On returning from a play, which lasts, in these days, till after midnight, she does not get to bed before two in the morning; but she must rise early to study her part, order her dresses, try them on, breakfast, read her love-letters, answer them, discuss with the leader of the "claque" the place for the plaudits, pay for the triumphs of the last month in solid cash, and bespeak those of the month ahead.

In the days of Saint-Genest, the canonized comedian who fulfilled his duties in a pious manner and wore a hair shirt, we must suppose that an actor's life did not demand this incessant activity.
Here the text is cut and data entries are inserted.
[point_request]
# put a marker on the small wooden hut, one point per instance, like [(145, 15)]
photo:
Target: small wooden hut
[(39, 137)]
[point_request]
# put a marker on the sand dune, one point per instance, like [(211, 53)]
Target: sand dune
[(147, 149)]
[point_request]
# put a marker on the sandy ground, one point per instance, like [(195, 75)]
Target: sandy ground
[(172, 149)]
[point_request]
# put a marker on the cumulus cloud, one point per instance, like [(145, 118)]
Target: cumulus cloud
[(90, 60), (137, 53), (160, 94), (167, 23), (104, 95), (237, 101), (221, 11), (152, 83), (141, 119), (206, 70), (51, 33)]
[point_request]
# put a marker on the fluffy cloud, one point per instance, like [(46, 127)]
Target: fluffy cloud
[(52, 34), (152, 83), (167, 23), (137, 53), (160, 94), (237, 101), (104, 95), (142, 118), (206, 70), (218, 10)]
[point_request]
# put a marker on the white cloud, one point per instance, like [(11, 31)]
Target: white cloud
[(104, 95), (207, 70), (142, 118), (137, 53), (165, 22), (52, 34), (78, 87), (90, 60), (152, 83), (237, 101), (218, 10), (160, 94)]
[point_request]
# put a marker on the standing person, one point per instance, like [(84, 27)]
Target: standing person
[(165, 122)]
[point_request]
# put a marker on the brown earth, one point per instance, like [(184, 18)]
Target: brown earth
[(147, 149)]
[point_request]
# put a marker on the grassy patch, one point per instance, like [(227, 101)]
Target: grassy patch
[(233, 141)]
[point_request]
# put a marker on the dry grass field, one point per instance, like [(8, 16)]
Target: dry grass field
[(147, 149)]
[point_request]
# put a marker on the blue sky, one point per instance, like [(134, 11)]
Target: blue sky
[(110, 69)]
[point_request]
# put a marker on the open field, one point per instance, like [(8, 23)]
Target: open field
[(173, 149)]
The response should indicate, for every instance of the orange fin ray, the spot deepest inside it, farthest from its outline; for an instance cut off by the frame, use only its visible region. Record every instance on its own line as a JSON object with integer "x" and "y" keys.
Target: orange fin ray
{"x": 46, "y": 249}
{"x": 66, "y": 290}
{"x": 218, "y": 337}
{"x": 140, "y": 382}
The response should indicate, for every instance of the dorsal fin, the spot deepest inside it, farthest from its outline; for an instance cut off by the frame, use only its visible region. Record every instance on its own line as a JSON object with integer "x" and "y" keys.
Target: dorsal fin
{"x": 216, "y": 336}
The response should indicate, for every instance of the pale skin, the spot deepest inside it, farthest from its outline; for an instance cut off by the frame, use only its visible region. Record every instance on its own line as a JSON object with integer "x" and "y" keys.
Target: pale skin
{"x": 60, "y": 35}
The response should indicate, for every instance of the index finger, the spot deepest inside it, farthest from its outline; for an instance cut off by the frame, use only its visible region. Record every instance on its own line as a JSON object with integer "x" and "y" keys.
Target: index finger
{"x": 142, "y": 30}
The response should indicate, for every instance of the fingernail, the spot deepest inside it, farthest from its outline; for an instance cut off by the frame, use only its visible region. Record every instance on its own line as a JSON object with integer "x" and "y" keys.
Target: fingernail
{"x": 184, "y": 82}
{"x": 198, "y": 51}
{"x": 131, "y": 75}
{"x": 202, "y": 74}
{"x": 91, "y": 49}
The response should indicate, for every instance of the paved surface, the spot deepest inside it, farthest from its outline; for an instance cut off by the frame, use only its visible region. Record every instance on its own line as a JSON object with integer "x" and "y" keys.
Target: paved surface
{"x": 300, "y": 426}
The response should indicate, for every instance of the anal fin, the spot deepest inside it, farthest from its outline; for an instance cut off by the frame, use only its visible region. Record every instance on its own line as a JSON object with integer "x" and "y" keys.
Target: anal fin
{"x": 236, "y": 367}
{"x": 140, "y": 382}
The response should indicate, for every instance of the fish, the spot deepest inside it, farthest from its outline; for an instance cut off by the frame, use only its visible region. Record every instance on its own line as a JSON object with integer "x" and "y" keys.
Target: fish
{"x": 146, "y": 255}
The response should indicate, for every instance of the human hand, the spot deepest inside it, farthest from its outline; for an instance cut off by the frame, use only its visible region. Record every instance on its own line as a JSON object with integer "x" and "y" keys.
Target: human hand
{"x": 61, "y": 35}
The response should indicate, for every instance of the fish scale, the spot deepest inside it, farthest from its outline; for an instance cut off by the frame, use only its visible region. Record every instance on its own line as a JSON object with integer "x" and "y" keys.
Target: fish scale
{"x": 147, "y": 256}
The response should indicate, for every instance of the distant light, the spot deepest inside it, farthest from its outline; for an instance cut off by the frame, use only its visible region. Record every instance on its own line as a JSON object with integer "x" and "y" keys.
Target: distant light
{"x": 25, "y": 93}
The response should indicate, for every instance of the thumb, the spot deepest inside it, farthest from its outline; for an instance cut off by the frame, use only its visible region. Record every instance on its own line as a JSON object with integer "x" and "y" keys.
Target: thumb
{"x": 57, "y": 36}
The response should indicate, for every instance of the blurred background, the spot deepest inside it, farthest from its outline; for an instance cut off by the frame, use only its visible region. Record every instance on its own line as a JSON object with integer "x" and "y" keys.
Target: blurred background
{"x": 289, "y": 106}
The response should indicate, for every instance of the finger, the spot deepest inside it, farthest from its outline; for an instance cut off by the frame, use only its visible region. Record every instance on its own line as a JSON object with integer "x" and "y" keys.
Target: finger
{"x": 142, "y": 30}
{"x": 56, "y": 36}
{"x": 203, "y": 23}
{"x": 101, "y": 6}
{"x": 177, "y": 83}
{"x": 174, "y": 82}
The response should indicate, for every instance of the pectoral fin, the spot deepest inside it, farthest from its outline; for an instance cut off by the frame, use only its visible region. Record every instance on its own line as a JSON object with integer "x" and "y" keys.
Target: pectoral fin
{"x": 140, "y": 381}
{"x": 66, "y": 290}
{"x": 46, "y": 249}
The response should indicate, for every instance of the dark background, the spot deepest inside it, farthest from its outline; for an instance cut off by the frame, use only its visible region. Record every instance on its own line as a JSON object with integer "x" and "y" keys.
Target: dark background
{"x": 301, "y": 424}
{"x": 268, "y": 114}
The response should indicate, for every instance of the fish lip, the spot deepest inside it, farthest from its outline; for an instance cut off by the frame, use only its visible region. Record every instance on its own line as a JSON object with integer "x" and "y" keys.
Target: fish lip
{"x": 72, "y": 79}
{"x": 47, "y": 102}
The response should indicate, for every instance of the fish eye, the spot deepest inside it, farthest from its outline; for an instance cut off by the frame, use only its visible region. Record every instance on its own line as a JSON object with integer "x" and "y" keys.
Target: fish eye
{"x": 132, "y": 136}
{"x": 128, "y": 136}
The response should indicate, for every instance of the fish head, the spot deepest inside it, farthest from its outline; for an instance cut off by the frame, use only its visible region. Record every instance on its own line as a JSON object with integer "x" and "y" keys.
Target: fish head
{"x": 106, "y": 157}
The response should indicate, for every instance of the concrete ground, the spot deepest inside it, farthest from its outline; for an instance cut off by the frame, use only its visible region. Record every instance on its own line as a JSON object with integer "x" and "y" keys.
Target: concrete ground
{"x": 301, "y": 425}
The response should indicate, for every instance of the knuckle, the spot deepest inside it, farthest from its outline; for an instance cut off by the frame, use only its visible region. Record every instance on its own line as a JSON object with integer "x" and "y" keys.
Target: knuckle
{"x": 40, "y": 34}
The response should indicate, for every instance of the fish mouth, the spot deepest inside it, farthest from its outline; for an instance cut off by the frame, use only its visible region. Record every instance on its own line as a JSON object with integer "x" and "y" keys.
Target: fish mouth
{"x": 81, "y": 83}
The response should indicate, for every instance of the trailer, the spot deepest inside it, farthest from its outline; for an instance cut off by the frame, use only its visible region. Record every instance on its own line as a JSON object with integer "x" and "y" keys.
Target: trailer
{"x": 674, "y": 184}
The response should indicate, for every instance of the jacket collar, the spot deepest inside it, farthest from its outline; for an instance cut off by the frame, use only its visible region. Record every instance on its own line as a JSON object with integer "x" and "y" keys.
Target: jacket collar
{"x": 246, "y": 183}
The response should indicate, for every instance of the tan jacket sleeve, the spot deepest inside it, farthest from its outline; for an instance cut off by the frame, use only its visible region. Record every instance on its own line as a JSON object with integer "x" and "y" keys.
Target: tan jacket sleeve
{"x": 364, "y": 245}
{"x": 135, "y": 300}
Sometimes Florine, seized with a bourgeois desire to get out into the country and gather flowers, pretends to the manager that she is ill.
But even these mechanical operations are nothing in comparison with the intrigues to be carried on, the pains of wounded vanity to be endured,--preferences shown by authors, parts taken away or given to others, exactions of the male actors, spite of rivals, naggings of the stage manager, struggles with journalists; all of which require another twelve hours to the day.

But even so far, nothing has been said of the art of acting, the expression of passion, the practice of positions and gesture, the minute care and watchfulness required on the stage, where a thousand opera-glasses are ready to detect a flaw,--labors which consumed the life and thought of Talma, Lekain, Baron, Contat, Clairon, Champmesle.